Move over TSA scanners, very soon the mice will be seen lurking through passengers' luggage at airports, if the detector created by Israeli scientists passes through testing stage.

Invented by Eran Lumbroso's firm BioExplorers, the detector will have three cartridges with enough room for eight of the mice to stay inside for four hours. Air is pumped into the cartridges every four hours and the mice will work on a four-hour shift, says a report in Telegraph quoting New Scientist.

The device was tested few months ago in a Tel Aviv shopping mall where the mice successfully picked out 22 people carrying mock explosives and drugs, the report said.

The idea may relieve the Transport Security Authority who are keen to use body scanners despite complaints of invading passengers' privacy.

But critics point out imminent failures that may arise out of such experiments.
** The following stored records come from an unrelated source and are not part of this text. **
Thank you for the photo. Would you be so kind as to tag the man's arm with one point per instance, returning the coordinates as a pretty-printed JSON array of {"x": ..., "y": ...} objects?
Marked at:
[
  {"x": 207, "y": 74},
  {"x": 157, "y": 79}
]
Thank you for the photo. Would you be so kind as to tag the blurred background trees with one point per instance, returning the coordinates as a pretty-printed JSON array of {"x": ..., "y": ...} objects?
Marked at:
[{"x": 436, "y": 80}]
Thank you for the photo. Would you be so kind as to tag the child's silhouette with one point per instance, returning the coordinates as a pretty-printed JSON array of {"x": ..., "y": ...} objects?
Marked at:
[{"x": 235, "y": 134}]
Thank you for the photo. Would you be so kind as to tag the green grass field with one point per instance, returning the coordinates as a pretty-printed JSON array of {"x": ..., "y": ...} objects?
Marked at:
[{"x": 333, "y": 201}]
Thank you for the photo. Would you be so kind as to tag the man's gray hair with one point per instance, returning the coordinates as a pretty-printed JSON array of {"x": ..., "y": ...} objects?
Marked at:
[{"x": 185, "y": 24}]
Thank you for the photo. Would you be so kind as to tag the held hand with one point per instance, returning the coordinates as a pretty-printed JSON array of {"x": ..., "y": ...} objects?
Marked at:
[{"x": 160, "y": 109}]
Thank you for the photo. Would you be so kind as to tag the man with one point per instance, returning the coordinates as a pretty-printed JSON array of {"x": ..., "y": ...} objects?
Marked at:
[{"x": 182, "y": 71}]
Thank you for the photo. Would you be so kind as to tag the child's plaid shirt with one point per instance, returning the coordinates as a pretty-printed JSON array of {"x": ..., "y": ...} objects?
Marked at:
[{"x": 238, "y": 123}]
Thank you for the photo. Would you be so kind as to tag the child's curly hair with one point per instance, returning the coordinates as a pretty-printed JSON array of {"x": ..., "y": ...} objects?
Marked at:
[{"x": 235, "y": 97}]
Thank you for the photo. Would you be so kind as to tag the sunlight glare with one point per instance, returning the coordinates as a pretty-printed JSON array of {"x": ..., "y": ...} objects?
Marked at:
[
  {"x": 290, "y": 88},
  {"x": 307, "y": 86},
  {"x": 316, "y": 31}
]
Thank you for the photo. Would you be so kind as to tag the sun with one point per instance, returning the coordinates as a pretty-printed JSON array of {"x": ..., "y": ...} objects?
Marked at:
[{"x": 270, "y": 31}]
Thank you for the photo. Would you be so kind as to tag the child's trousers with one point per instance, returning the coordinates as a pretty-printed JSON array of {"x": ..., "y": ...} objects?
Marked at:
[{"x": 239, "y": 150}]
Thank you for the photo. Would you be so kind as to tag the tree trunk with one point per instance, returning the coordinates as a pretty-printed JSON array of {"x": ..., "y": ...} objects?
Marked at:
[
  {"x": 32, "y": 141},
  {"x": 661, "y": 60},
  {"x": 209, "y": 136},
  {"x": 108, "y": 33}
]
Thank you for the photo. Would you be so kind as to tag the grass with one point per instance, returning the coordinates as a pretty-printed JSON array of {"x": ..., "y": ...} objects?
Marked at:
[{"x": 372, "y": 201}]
When Germans once wanted to use pigeons with brilliant eyesight to detect malformed medicine capsules, it failed, they say, giving the example of B.F. Skinner, and his 3 pigeon 'electronic' CCTV guidance system.

The firm is on a lookout for a bigger partner to manufacture the detector on a larger scale and Lumbroso promises results. It is as if they are smelling a cat and escaping. We detect the escape, he says.

Animal lovers, who were against using animals and especially the mice in labs for experiments, will soon take to roads protesting the new use of them in airports.